Музей в Гори хранил фотографии бабушки, ее старые очки, больше ничего… Все остальное мне надо было добывать в глубинах памяти «коллективного подсознательного», в фантазиях, в той церкви, куда она всегда ходила, и в очень немногих рассказах очевидцев. Хотя ее и поместили во «дворец», последние годы ее жизни обозначены отрезанностью от родичей и друзей: к ней никого не пускали. Кто знает, была ли мирной ее кончина? Отец приехал повидать ее незадолго до ее смерти, и тут она ему и выдала свое последнее материнское слово. Кто узнает, чем прогневили старуху партийные и чекистские стражи? По какой причине она приготовила сыну столь полное презрение к его земной славе? Но ничто не могло изменить ее, она была — как эти горы, как эта сухая земля и скалы.
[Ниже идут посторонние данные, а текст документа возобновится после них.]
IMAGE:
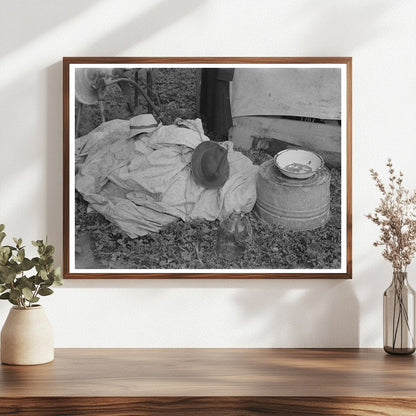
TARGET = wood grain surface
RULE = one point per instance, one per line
(212, 381)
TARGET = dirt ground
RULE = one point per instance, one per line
(100, 244)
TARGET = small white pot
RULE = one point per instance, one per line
(27, 337)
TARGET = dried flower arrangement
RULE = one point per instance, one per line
(396, 217)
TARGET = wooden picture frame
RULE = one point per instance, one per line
(255, 122)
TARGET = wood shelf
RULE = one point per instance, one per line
(212, 382)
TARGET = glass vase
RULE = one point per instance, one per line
(399, 316)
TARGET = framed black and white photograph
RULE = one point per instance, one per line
(207, 167)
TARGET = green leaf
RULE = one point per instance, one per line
(24, 282)
(27, 293)
(18, 242)
(45, 291)
(21, 255)
(15, 294)
(26, 264)
(43, 274)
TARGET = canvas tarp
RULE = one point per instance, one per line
(142, 184)
(304, 92)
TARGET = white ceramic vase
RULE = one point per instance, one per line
(27, 337)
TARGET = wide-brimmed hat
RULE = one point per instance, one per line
(143, 123)
(210, 165)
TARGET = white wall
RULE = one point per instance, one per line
(380, 35)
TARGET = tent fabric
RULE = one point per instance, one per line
(303, 92)
(144, 183)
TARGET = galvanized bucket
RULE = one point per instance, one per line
(296, 204)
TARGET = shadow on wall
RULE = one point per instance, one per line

И никто не сказал это еще лучше, чем Ахматова:
Это рысьи глаза твои, Азия,Что-то высмотрели во мне,Что-то выдразнили подспудноеИ рожденное тишиной,И томительное, и трудное,Как полдневный термезский зной.Словно вся прапамять в сознаниеРаскаленной лавой текла.Словно я свои же рыданияИз чужих ладоней пила.
Но здесь же, в той же самой Грузии живы были тени всех Аллилуевых, от немки-бабушки до полуцыгана-дедушки, принесших на эти солнечные берега тени своих предков из разных концов земли. Если дедушка Аллилуев был известным «бунтарем» и наградил своих детей стремлением к правде, то от бабушки шел артистизм, хороший вкус, умение танцевать и актерствовать, а также непреодолимое стремление к порядку, организованности и самодисциплине. Со стороны Аллилуевых мы никогда не слышали о неудовлетворенных амбициях, о жажде власти, да и о кровавых битвах. Все они наслаждались в Грузии ее глубокой любовью к красоте и мастерством в искусстве, знали пряную южную кухню, любили солнце и тепло, а потому в старости каникулы и отпуск всегда соединялись у них со стремлением к Черному морю.